Anderson had requested a “safe passage” through the U.S. Embassy, Mr. Rasgotra told Karan Thapar in an interview for CNN-IBN channel.
According to the channel, Mr. Rasgotra said the then Prime Minister late Rajiv Gandhi was subsequently told about granting Anderson a safe passage, to which he did not object.
“He (Gordon Streeb, the then deputy chief of the U.S. mission here) said Anderson wanted to come here. There was a tragic situation and he wanted to see things himself, wanted to offer his condolences but he would come only if granted safe passage,” Mr. Rasgotra said.

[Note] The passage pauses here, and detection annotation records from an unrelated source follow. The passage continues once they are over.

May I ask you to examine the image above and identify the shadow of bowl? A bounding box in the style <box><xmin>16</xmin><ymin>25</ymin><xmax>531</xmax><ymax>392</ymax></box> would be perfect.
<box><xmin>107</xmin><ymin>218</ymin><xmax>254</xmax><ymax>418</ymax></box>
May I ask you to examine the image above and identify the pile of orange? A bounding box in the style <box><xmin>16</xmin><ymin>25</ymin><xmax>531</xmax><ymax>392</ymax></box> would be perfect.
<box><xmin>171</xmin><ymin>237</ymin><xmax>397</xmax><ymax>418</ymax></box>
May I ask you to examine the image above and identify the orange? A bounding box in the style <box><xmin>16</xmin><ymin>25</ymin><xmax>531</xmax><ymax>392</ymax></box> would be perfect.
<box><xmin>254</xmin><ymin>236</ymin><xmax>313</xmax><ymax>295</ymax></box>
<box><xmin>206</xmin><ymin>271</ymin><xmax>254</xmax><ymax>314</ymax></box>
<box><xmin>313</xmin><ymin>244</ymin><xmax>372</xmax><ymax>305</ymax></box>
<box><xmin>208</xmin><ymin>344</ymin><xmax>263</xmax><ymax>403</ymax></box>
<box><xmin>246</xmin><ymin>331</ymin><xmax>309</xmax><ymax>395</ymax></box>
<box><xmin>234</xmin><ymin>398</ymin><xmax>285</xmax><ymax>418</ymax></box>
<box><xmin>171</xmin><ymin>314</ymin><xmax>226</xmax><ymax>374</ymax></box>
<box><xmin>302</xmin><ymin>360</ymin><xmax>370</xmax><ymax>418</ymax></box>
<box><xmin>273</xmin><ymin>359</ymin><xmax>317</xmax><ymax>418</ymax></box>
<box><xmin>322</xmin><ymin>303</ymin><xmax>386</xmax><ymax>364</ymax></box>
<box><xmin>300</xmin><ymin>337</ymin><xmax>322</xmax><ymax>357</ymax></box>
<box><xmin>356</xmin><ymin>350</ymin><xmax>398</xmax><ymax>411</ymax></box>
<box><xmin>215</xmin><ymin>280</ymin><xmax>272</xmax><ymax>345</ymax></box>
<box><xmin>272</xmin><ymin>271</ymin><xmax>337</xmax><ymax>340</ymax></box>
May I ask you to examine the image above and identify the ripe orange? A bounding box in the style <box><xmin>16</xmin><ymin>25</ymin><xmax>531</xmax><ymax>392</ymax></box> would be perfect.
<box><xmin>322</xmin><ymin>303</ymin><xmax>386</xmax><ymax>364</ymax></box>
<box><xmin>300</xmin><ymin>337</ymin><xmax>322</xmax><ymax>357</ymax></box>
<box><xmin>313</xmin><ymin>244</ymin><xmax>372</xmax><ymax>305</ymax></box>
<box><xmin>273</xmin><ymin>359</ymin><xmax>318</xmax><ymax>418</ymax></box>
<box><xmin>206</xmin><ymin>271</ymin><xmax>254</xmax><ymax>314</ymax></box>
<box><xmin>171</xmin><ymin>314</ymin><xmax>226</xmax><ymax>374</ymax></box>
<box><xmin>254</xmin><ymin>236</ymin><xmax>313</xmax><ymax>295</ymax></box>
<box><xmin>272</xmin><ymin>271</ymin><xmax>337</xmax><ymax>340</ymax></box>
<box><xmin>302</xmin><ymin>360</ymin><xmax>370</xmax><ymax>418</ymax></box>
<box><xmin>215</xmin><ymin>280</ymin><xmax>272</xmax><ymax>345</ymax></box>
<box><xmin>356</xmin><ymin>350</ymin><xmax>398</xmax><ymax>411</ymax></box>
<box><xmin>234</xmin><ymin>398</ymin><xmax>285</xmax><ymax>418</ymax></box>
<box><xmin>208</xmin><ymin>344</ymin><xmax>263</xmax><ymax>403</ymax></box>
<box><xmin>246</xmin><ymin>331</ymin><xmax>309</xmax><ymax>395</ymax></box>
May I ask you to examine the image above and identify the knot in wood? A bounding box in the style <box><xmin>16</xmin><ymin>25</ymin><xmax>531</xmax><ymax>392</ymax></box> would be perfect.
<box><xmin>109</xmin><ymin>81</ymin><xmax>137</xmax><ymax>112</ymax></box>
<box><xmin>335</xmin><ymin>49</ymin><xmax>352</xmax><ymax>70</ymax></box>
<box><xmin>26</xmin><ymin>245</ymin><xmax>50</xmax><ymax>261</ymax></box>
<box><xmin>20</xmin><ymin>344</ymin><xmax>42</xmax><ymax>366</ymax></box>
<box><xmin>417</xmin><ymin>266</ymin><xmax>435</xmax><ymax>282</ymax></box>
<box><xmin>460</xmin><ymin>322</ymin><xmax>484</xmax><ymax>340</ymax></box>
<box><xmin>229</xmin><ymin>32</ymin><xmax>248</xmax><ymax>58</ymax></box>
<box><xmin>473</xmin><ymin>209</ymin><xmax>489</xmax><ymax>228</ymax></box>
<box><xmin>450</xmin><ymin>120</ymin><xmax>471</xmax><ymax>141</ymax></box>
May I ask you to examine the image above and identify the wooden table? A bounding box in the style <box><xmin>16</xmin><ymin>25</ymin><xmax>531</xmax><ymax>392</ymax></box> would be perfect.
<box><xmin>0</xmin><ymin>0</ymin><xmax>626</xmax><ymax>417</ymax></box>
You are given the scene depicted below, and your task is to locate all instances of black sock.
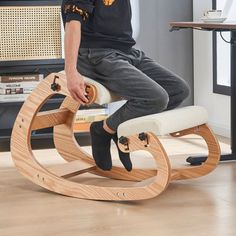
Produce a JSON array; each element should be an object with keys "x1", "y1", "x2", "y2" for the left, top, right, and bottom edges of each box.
[
  {"x1": 90, "y1": 121, "x2": 112, "y2": 170},
  {"x1": 112, "y1": 133, "x2": 132, "y2": 171}
]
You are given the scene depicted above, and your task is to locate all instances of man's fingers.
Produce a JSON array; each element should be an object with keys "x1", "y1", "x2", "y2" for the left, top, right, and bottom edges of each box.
[{"x1": 71, "y1": 92, "x2": 85, "y2": 105}]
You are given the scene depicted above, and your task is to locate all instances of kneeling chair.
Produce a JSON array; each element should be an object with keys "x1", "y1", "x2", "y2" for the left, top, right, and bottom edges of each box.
[{"x1": 11, "y1": 72, "x2": 220, "y2": 201}]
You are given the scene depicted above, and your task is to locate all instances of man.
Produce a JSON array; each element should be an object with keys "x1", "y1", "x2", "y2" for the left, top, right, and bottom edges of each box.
[{"x1": 61, "y1": 0, "x2": 189, "y2": 171}]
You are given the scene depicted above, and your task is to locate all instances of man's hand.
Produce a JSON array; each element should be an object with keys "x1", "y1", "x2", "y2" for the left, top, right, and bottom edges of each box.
[{"x1": 66, "y1": 70, "x2": 89, "y2": 105}]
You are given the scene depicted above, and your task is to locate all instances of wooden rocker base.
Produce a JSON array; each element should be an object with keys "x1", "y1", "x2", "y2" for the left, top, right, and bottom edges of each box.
[{"x1": 11, "y1": 73, "x2": 220, "y2": 201}]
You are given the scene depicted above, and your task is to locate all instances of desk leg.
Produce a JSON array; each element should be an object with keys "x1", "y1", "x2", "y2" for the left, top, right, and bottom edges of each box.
[{"x1": 187, "y1": 31, "x2": 236, "y2": 165}]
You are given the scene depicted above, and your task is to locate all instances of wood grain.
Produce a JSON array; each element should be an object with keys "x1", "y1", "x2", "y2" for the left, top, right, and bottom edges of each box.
[{"x1": 11, "y1": 73, "x2": 220, "y2": 201}]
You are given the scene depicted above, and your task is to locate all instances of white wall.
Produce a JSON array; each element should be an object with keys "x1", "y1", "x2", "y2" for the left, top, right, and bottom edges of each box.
[{"x1": 193, "y1": 0, "x2": 230, "y2": 137}]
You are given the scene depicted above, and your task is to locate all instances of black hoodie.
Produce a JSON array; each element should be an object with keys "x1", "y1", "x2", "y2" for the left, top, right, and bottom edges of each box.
[{"x1": 61, "y1": 0, "x2": 135, "y2": 51}]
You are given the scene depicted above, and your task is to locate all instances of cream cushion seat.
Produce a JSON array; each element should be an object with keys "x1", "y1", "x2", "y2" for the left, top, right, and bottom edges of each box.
[
  {"x1": 59, "y1": 71, "x2": 121, "y2": 105},
  {"x1": 118, "y1": 106, "x2": 208, "y2": 137},
  {"x1": 59, "y1": 71, "x2": 208, "y2": 137}
]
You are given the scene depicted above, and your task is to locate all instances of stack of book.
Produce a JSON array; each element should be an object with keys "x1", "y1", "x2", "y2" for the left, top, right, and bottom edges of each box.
[
  {"x1": 74, "y1": 107, "x2": 109, "y2": 132},
  {"x1": 0, "y1": 74, "x2": 44, "y2": 102}
]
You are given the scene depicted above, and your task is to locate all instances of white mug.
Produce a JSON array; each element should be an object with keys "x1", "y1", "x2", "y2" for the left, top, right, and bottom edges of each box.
[{"x1": 204, "y1": 10, "x2": 222, "y2": 19}]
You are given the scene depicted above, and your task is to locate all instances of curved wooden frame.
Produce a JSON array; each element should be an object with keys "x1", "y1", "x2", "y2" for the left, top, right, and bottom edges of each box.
[{"x1": 11, "y1": 73, "x2": 220, "y2": 201}]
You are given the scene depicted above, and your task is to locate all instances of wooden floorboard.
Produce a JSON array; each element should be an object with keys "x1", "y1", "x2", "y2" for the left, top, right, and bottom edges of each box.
[{"x1": 0, "y1": 136, "x2": 236, "y2": 236}]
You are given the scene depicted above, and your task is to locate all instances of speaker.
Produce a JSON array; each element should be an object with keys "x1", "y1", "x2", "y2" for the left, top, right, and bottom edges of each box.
[{"x1": 0, "y1": 6, "x2": 62, "y2": 61}]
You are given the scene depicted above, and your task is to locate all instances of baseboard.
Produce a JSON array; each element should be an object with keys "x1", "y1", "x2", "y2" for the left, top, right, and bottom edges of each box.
[{"x1": 208, "y1": 122, "x2": 231, "y2": 138}]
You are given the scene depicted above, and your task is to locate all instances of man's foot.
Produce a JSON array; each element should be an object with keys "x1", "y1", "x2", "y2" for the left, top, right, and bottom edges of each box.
[
  {"x1": 112, "y1": 133, "x2": 132, "y2": 171},
  {"x1": 90, "y1": 121, "x2": 112, "y2": 170}
]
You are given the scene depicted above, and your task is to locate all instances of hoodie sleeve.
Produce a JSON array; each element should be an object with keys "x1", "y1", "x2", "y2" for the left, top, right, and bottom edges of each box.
[{"x1": 61, "y1": 0, "x2": 95, "y2": 25}]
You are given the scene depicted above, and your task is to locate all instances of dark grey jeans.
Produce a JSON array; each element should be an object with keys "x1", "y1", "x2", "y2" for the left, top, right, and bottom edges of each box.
[{"x1": 77, "y1": 48, "x2": 190, "y2": 130}]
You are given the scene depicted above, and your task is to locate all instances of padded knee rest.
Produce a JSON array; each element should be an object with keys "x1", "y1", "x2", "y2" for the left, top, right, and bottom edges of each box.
[
  {"x1": 118, "y1": 106, "x2": 208, "y2": 137},
  {"x1": 60, "y1": 71, "x2": 208, "y2": 137}
]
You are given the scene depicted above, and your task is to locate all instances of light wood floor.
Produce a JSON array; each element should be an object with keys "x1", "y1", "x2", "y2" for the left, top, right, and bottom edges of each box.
[{"x1": 0, "y1": 136, "x2": 236, "y2": 236}]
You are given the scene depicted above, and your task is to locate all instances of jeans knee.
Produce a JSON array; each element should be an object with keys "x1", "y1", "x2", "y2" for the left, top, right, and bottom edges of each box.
[
  {"x1": 179, "y1": 81, "x2": 191, "y2": 101},
  {"x1": 147, "y1": 92, "x2": 169, "y2": 114}
]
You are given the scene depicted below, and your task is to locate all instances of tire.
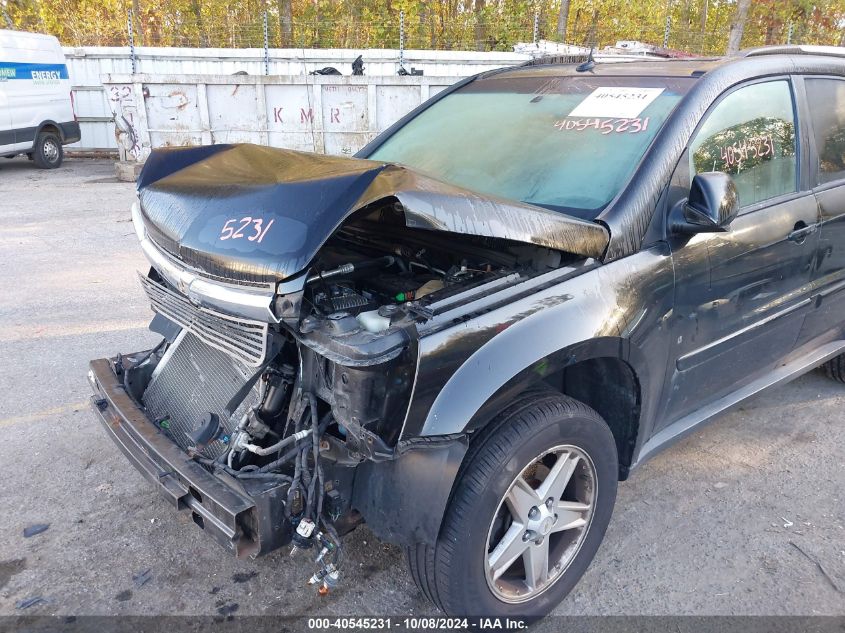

“I said, I cannot assure of safe passage. I would have to consult concerned authorities and I will get back to you... I got in touch with the Home Ministry and I got in touch with the Cabinet Secretary. I told them what (Mr.) Streeb had asked for and I waited for the instructions,” the former diplomat said.
Mr. Rasgotra also maintained that he got the instructions the “same day.”
Terming the request for safe passage by Anderson as “understandable”, Mr. Rasgotra also described his arrest as “wrong.”
“It was quite understandable request. This man wanted to come, express his condolences and sorrow. I thought it was quite understandable and if he wanted to come, we should let him come... He was given safe passage and the arrest was wrong. And the authorities, I think, realised that was a bad thing to do and they released him,” he said.
Asked if the then chief minister of Madhya Pradesh Arjun Singh was unaware of the safe passage which resulted in Anderson’s brief arrest in Bhopal, Mr. Rasgotra said “Did Arjun Singh really arrest him or the administrative authorities or police arrested? I cannot say.”